Parlano e ridono, ma non riesco a sentire le loro parole, anche se vorrei. Miss Simpatia mi squadra con l'aria di volermi rimproverare per qualcosa, l'unica espressione con cui l'abbia mai vista, peraltro. Marzia indossa una gonna molto corta ed una camicetta vistosa troppo scollata e ride sguaiatamente, come quella volta al Giardino delle Rose; anche stavolta non è sola, perché c'è Greg, inginocchiato ai suoi piedi, che mi guarda, cercando di provocarmi, mentre inizia ad accarezzarle le caviglie, salendo su fino alle cosce, un immagine che non comprendo, ma che mi disturba e mi disgusta insieme, considerato quello che c'è stato tra noi.
Mi volto e vedo una sedia a rotelle vicino al letto di Filippo e lui che cerca di distruggerla a calci.
Intanto il tecnico di laboratorio inizia a chiedermi ripetutamente se sono incinta ed io cerco di urlare di no, che non lo sono, ma non mi esce la voce.
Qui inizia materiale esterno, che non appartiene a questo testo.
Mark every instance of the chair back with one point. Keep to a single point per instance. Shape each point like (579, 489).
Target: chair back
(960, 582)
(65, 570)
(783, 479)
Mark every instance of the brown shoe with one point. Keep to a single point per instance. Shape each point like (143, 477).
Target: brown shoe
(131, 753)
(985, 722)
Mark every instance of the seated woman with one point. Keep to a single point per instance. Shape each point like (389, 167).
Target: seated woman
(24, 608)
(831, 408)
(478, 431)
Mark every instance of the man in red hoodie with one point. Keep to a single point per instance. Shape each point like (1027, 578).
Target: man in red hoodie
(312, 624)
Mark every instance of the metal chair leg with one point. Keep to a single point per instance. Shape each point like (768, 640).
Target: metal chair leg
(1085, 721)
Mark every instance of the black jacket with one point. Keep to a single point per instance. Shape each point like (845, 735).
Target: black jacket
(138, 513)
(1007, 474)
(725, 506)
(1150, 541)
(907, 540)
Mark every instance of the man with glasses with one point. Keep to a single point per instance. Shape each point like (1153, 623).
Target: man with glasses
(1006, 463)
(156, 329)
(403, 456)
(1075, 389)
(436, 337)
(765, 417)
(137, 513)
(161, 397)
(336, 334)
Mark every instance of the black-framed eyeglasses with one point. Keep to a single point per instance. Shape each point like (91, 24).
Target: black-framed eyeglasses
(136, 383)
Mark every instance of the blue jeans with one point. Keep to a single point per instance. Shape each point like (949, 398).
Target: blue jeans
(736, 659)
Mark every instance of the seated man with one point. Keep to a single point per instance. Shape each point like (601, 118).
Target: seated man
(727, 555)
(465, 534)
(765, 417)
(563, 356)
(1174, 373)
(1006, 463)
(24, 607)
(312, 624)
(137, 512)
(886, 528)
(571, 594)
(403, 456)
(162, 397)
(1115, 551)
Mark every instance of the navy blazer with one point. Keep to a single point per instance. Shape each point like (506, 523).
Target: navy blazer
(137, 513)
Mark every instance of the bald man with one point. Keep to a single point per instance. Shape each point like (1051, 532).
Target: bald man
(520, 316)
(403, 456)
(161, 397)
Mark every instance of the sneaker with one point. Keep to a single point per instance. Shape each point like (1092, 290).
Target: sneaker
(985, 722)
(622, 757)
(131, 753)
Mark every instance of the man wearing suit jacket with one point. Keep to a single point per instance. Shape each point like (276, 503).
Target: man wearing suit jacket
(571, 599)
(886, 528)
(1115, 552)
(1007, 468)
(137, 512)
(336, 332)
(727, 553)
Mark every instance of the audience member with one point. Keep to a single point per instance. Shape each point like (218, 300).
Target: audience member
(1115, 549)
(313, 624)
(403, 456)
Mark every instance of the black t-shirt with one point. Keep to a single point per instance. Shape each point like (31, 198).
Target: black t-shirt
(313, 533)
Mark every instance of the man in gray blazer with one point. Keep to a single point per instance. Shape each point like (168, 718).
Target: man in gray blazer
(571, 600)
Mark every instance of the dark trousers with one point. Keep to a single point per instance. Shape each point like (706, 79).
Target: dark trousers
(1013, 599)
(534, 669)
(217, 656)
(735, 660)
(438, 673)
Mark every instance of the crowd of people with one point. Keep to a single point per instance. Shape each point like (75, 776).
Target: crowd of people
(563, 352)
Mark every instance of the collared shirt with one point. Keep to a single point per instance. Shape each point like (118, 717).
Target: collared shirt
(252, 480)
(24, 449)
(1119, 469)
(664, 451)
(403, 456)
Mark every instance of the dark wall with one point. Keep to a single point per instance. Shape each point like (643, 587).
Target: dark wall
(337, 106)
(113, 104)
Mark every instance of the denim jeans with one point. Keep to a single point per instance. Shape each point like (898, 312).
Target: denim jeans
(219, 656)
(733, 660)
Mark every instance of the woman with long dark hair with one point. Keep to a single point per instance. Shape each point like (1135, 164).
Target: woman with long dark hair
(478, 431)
E allora mi dibatto disperatamente, come un pesce lasciato vivo a riva, sulla battigia.
Poi qualcosa mi colpisce...un profumo...una fragranza che ho già incontrato, nel mio recente passato e che purtroppo non riconosco, ma che ricordo di aver sentito, credo, una sola volta; mi sembra di cogliervi il legno e la lavanda, con note di bergamotto, cedro e limone ed è un'insolita fonte di piacere, che mi seduce e mi rapisce. All'improvviso provo un senso di benessere e tutti quelli intorno a me spariscono, quasi dissolvendosi, tutti tranne Filippo, che rimane immobile a guardarmi.
Però anche quel profumo sensuale si dissolve ed io mi siedo sul letto, con la schiena appoggiata al muro e sento il mio cuore battere, sempre più forte, sempre più forte, fino ad emettere una specie di sibilo, assordante, insopportabile.
Inatteso, un pianto disperato, che è quasi un urlo, squarcia la notte.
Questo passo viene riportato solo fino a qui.